While the other services were expected to develop a RSS reader, AOL’s entry is a surprising move. It has a minimalistic and intuitive design with bare minimal features allowing one to solely focus on reading content.
Unlike Feedly and Digg Reader, AOL Reader offers the ability to connect Google Reader account to directly add feeds as well ability to import feeds.
Users can also add feed of their favourite website by clicking + button at the top, which also lists down numerous categories and popular websites in it.
- Multiple Views- It gives the ability to view feeds in List View, Card View, Full View and Pane View.
- Option of seeing only unread articles and automatically marking articles as read after a day/ week.
- Saving articles for checking them later.
- Sharing articles to social media networks like Facebook, Twitter, Google+ and LinkedIn.
- Keyboard Shortcuts for fast access of articles and other options.
AOL has promised to bring several other important features such as exporting feeds, ability to search feeds, sharing items with other AOL Reader users, integration with third party services, notifications, and much more.
AOL Reader is currently available for web only, which works seamlessly across devices like smartphones and tablets as its HTML 5 compatible. However, company has also committed to bring native iOS and Android apps soon.
Pulse is a mobile-first app which we’ve reviewed earlier in the reading apps for mobile article. Pulse is now available as a web service offers and unlike other apps having simple interface, it has a very pleasing UI.
It supports Google Reader import and even gives option to select feeds to import.
It allows users to subscribe to websites via Add Content option and also shows popular websites in various categories. Using Chrome extension or browser bookmarklet, one can add even an article to the Pulse for accessing it later.
- Beautiful interface with focus on images.
- Sharing abilities to Facebook, Twitter, LinkedIn and e-mail.
- Saving articles for later access, which works even offline in mobile app.
- Option of customizing reading articles by changing theme (Dark or Light), Text size (Small, Medium and Large) and Font Style.
The Old Reader’s claim to Fame was when Google Reader turned off its social sharing functionality in 2011. The Old Reader provides a simple and clean interface which is very similar to Google Reader.
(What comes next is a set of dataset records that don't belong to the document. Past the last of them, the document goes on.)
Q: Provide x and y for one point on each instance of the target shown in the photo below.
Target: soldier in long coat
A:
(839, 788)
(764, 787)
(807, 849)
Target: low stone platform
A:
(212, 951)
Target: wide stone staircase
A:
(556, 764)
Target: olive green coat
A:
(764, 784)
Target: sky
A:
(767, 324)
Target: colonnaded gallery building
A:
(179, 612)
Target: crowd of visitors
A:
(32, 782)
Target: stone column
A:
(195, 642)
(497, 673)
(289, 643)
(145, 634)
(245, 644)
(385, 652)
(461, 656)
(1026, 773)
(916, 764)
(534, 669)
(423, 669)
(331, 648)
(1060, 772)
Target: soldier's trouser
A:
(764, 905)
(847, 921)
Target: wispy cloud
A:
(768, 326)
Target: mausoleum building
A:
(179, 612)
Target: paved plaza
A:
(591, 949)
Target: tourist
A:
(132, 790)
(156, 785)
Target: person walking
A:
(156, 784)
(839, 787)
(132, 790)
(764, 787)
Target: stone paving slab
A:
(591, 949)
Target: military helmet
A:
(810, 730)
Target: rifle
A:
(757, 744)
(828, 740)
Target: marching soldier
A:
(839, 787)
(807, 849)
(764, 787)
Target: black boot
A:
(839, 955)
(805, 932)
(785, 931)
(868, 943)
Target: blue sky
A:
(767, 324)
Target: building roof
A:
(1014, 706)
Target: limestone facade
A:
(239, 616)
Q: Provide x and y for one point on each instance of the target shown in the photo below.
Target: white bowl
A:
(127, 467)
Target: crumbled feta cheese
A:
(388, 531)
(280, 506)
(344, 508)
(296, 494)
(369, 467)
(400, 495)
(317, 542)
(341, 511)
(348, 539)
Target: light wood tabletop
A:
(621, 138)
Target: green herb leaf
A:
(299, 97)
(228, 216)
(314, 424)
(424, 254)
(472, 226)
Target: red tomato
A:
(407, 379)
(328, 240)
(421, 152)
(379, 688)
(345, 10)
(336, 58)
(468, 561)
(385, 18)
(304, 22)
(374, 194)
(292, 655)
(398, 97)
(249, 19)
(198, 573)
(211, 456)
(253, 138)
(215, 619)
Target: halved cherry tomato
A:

Users can import their XML file to the service, which they’ve downloaded through Google Takeout.
For adding a website, users can click Add a Subscription option.
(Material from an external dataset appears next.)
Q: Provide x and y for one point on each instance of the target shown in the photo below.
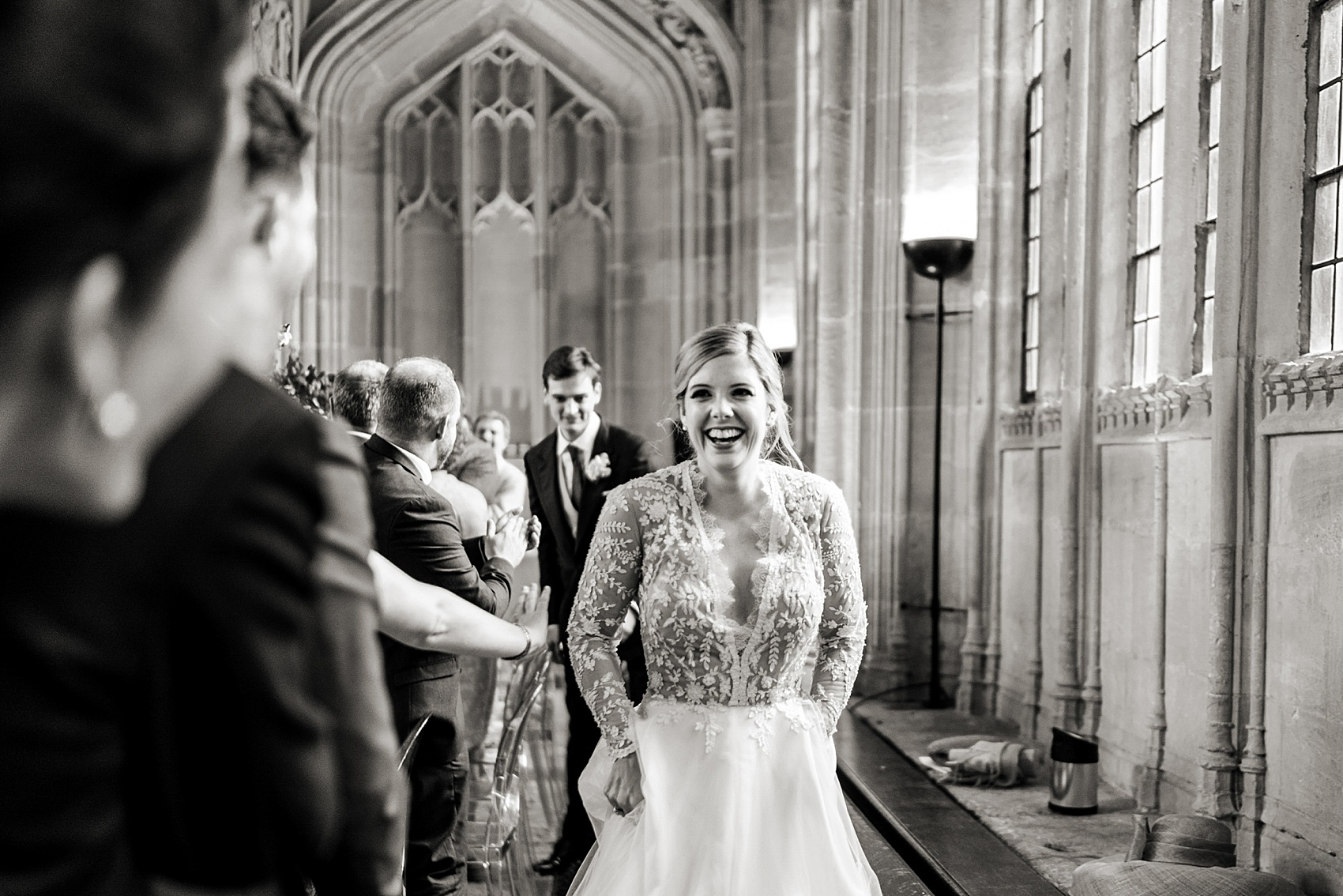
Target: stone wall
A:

- List view and Full view of articles.
- Like Articles for checking them later.
- Ability to share articles, which appear in The Old Reader profile and people can see them by following you.
- Searching the RSS feeds through their titles.
It’s true that not only the options mentioned above, we’ve countless other choices for finding a new home for our RSS feeds, but it also seems that none of them will actually match up to the might of Google Reader. That being said, all of the above options compelling features to move into them and as promised by the developers that most of these services will be continuously upgraded to provide more useful features. So, if you’re looking for simple yet very effective option, then look no further than Feedly. Other options like AOL Reader and Digg seems to work well, but they are yet half-baked products as they were built in very short period of March-June 2013. In case you’re looking for reading articles from mobile phone only, then check out- Joy of Reading on Mobile phones. If you want to read content primarily from computer, then Newsvibe and NetNewsWire (for Mac only) are pretty good options.